Celle qui marche sur l’eau depuis fin mai est une autre joueuse. «Elle bouge beaucoup mieux, ce qui lui permet d’exploiter son timing et son intuition, constate Bacsinszky. Elle s’est aussi développée physiquement et a appris à canaliser ses émotions.» La jeune Lettone surmonta ainsi la perte de la deuxième manche pour accélérer encore dans le troisième set. De guerre lasse, la Suissesse cédait sur sa première balle, un énième coup droit d’Ostapenko frappé croisé pleine ligne.

«Je ne peux regretter que quelques occasions manquées dans le premier set. Pour le reste, j’ai disputé mon meilleur Roland-Garros. De bout en bout, c’était plus constant, plus construit qu’il y a deux ans», positiva la Vaudoise.

Capitaliser sur son parcours

Arrivée à Paris en manque de repère, elle devra désormais capitaliser sur son parcours sans s’appesantir sur son issue malheureuse. «En 2015, j’ai vraiment cru avoir raté la chance de ma vie [après sa défaite en demi-finale contre une Serena Williams prenable]. J’y ai pensé trop longtemps, cela m’a pesé. Avoir eu une seconde chance va me redonner confiance.»

Timea Bacsinszky aurait mérité de rester sur le Central et de recevoir, avec Jelena Ostapenko, l’ovation du public, mais l’usage moderne impose au perdant de rassembler ses affaires séance tenante et de quitter la scène. Cruel pour Bacsinszky. C’était aussi son anniversaire.

C’est donc pour Ostapenko seule que le Central chanta «Joyeux anniversaire». Le public rêve de la voir triompher de Simona Halep samedi en finale. Un seul joueur jusqu’ici a remporté à Roland-Garros le premier titre de sa carrière. Le Brésilien Gustavo «Guga» Kuerten, le 8 juin 1997. Le jour de la naissance de Jelena Ostapenko.

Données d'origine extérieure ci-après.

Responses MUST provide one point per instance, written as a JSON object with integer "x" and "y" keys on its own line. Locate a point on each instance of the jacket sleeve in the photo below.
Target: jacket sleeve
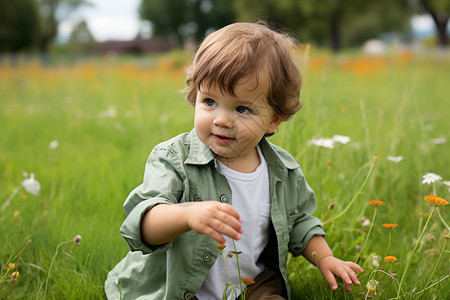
{"x": 162, "y": 183}
{"x": 305, "y": 226}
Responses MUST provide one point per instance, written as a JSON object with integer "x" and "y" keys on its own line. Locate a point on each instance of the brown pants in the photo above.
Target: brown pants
{"x": 268, "y": 286}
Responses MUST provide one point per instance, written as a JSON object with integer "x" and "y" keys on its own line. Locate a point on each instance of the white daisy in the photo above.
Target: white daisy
{"x": 323, "y": 142}
{"x": 31, "y": 185}
{"x": 395, "y": 159}
{"x": 341, "y": 139}
{"x": 430, "y": 178}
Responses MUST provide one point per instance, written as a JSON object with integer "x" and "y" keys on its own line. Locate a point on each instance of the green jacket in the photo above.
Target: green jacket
{"x": 184, "y": 169}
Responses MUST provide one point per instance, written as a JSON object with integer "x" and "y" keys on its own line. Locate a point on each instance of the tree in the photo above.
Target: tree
{"x": 81, "y": 40}
{"x": 327, "y": 21}
{"x": 18, "y": 23}
{"x": 439, "y": 11}
{"x": 51, "y": 13}
{"x": 185, "y": 19}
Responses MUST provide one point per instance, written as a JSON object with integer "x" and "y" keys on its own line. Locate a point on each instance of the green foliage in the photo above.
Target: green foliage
{"x": 18, "y": 25}
{"x": 182, "y": 20}
{"x": 108, "y": 116}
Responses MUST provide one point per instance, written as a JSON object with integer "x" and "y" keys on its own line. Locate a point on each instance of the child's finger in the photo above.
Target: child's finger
{"x": 228, "y": 209}
{"x": 329, "y": 277}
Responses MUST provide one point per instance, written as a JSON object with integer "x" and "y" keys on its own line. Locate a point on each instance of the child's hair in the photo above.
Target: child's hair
{"x": 241, "y": 49}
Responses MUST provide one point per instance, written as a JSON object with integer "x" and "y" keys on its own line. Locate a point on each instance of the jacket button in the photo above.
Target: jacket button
{"x": 206, "y": 257}
{"x": 224, "y": 198}
{"x": 289, "y": 228}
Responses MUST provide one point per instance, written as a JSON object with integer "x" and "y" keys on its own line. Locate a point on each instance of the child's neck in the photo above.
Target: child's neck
{"x": 246, "y": 164}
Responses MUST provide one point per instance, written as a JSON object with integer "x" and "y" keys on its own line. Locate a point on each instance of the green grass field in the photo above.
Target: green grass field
{"x": 107, "y": 116}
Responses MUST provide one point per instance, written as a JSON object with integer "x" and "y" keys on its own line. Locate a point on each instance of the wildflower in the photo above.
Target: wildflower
{"x": 376, "y": 203}
{"x": 53, "y": 145}
{"x": 10, "y": 267}
{"x": 31, "y": 185}
{"x": 221, "y": 247}
{"x": 77, "y": 240}
{"x": 341, "y": 139}
{"x": 395, "y": 159}
{"x": 390, "y": 225}
{"x": 372, "y": 285}
{"x": 247, "y": 281}
{"x": 323, "y": 142}
{"x": 436, "y": 201}
{"x": 438, "y": 141}
{"x": 430, "y": 178}
{"x": 365, "y": 223}
{"x": 376, "y": 261}
{"x": 390, "y": 259}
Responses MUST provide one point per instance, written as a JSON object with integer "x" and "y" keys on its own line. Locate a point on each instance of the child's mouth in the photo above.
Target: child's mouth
{"x": 223, "y": 139}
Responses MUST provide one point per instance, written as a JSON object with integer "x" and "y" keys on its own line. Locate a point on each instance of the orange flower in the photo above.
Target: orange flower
{"x": 221, "y": 247}
{"x": 390, "y": 259}
{"x": 376, "y": 203}
{"x": 435, "y": 200}
{"x": 390, "y": 225}
{"x": 247, "y": 281}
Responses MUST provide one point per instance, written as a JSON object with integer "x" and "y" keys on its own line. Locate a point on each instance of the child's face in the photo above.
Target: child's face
{"x": 232, "y": 126}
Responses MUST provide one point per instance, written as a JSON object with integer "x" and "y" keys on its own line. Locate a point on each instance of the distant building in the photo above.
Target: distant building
{"x": 136, "y": 46}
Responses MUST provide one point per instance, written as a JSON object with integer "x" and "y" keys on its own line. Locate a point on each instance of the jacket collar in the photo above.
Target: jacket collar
{"x": 277, "y": 159}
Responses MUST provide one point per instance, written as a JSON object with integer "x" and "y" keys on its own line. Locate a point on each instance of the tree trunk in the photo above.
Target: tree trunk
{"x": 335, "y": 22}
{"x": 440, "y": 19}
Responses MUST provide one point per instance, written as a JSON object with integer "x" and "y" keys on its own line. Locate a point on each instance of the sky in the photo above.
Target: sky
{"x": 119, "y": 20}
{"x": 106, "y": 19}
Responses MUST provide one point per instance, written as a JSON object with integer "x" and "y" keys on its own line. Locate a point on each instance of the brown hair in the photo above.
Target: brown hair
{"x": 241, "y": 49}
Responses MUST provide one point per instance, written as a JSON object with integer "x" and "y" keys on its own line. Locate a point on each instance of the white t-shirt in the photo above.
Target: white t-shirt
{"x": 251, "y": 198}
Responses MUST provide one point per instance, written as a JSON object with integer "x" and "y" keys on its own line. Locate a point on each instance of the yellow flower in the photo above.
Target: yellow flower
{"x": 221, "y": 247}
{"x": 390, "y": 259}
{"x": 390, "y": 225}
{"x": 247, "y": 281}
{"x": 435, "y": 200}
{"x": 376, "y": 203}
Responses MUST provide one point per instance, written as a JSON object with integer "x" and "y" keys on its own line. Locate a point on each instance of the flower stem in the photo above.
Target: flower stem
{"x": 239, "y": 270}
{"x": 229, "y": 277}
{"x": 367, "y": 237}
{"x": 354, "y": 197}
{"x": 51, "y": 265}
{"x": 410, "y": 255}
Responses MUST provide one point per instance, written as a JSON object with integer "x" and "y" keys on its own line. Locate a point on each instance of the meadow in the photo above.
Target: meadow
{"x": 85, "y": 131}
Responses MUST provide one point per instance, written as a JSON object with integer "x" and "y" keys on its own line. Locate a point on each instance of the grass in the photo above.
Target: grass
{"x": 108, "y": 116}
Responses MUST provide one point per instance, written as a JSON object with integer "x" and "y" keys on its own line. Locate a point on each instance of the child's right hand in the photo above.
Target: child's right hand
{"x": 213, "y": 219}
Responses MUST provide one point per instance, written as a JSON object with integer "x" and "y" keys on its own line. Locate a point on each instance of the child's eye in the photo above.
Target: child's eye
{"x": 242, "y": 110}
{"x": 210, "y": 102}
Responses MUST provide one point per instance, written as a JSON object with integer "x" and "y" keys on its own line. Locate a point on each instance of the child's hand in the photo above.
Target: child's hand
{"x": 330, "y": 267}
{"x": 213, "y": 219}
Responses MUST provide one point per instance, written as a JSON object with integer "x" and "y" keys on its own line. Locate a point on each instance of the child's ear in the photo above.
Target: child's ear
{"x": 276, "y": 121}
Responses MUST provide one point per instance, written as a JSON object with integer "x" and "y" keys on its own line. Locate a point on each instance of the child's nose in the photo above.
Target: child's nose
{"x": 224, "y": 119}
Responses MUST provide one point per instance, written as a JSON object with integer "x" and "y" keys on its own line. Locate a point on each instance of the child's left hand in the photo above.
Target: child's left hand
{"x": 332, "y": 267}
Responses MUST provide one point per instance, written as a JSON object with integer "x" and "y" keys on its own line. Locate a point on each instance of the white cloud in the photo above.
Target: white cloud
{"x": 106, "y": 19}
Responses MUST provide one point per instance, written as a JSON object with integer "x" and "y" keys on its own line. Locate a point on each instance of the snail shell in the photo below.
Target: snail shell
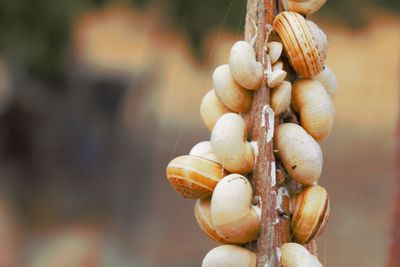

Wawrinka, Connors et le cordage mûr

Une étonnante statistique émaille l’avant-match de Stan Wawrinka contre Andy Murray vendredi sur le Central (à partir de 13h). A 32 ans et 75 jours, le Vaudois est le joueur le plus âgé en demi-finale de Roland-Garros depuis Jimmy Connors en 1985. L’Américain était âgé de 32 ans et 280 jours, mais dans nos souvenirs, c’était un vétéran sur le retour, un vieux grognard plein de douleurs et de rogne qui aggravait son arthrose en s’arc-boutant à sa raquette métallique. C’était un autre temps, où Björn Borg prenait sa retraite à 26 ans…

Aujourd’hui, les cinq meilleurs joueurs du monde sont trentenaires. L’âge moyen du Top 100 est de 29 ans. Au dernier Open d’Australie, le tableau masculin (128 inscrits) comprenait 46 joueurs de plus de 30 ans et 10 de plus de 35 ans. Un joueur comme Stan Wawrinka est parvenu à maturité à 28 ans. Dans un tennis de plus en plus physique, il lui a fallu des années pour se faire une «caisse» de vainqueur de Grand Chelem. Loin d’être usé (même si son corps commence à envoyer des signaux d’alerte), il est dans la plénitude de ses moyens et compte en profiter encore quelques années.